Kreolisierung beinhaltet eine schöpferische Aneignung kultureller Vermischung unter Achtung und Bewahrung von Vielfalt und Heterogenität. Glissants seit 2006 herausgegebene Buchreihe „Völker am Wasser“ basiert auf zwölf Expeditionen von ausgewählten Autoren zu acht Völkern, die nur vom Wasser aus erreichbar sind, da sie auf abgeschiedenen Inseln, an Flussufern oder an Küsten leben. Hier erschien zuletzt auf Deutsch „Das magnetische Land“, eine Annäherung an die Osterinseln. Als „Black Atlantik“ ist das Meer in Glissants Werk aber auch Speicher historischer Traumata: Die grausame Schiffspassage, die Sklaven aus Westafrika in die Karibik und nach Amerika deportierte, lebt im Gedächtnis der Sklaven und ihrer Nachfahren fort.

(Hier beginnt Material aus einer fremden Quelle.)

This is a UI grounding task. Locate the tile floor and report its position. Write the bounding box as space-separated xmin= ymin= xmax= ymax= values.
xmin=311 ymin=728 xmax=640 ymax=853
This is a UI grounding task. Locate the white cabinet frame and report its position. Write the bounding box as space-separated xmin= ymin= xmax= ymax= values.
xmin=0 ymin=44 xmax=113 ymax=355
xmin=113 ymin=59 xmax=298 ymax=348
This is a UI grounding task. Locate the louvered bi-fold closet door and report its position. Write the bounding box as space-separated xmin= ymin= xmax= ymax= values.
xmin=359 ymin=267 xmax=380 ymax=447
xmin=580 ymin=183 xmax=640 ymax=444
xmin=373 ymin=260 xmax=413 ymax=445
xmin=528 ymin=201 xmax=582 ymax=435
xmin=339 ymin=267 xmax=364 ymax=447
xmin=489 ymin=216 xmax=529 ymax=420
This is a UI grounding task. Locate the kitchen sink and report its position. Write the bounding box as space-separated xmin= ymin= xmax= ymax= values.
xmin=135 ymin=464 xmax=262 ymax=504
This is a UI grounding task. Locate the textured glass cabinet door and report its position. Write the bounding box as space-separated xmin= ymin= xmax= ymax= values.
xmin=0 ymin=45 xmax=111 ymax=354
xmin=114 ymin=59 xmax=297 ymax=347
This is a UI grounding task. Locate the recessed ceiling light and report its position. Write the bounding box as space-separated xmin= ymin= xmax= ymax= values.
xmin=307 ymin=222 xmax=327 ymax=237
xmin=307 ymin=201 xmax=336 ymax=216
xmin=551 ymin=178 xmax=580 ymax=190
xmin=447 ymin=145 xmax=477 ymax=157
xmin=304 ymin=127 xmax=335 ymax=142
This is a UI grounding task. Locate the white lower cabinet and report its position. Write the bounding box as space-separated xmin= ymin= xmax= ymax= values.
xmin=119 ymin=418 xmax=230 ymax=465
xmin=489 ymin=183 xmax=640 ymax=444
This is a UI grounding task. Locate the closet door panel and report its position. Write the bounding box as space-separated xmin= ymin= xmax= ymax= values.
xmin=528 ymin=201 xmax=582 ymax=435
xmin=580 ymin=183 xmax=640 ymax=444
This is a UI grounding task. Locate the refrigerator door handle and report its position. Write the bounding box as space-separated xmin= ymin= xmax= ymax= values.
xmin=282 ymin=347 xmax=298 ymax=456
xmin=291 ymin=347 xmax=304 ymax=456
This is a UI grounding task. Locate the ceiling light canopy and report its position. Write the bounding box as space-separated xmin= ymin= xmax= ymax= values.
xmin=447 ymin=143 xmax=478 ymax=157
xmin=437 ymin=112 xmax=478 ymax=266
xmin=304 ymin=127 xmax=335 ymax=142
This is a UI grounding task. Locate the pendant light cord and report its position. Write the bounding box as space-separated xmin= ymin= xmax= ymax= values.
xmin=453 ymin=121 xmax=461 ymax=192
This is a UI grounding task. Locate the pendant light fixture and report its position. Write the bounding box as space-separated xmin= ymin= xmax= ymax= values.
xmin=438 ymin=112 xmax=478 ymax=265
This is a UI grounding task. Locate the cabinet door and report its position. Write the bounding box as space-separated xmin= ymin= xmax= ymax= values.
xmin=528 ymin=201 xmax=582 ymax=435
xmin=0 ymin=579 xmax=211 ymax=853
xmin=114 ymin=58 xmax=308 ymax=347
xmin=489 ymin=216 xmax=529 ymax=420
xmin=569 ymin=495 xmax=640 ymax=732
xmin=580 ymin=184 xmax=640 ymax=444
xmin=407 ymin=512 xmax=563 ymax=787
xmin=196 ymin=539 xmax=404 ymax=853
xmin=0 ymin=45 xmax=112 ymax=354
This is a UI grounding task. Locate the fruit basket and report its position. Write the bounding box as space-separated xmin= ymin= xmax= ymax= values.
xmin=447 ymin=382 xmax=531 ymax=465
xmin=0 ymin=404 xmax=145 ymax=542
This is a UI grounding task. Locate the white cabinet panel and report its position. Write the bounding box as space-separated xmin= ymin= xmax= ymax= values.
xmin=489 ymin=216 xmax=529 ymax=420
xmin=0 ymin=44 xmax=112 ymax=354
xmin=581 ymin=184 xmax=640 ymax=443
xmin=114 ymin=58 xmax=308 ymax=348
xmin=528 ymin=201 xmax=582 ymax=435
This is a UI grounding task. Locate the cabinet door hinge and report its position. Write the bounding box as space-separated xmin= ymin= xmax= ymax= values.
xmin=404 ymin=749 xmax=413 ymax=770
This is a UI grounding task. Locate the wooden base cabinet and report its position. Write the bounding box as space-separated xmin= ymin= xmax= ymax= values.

Glissant wurde mehrmals für den Literaturnobelpreis nominiert und wird von neueren frankophonen Autoren wie Patrick Chamoiseau oder Raphael Confiant rezipiert. Bei uns ist er dank der bewundernswerten Treue seines deutschen Verlags Das Wunderhorn in der Übersetzung von Beate Thills verfügbar. Dennoch hat dieser wichtige zeitgenössische Denker noch keinen gebührenden Resonanzraum in unserer Kulturtheorie, Philosophie und Globalisierungstheorie gefunden. Der Schatz, den uns dieser nicht nur karibische Autor hinterlässt, birgt unendliche Anregungen für zukünftige Entwürfe einer globalen Beziehungspoetik.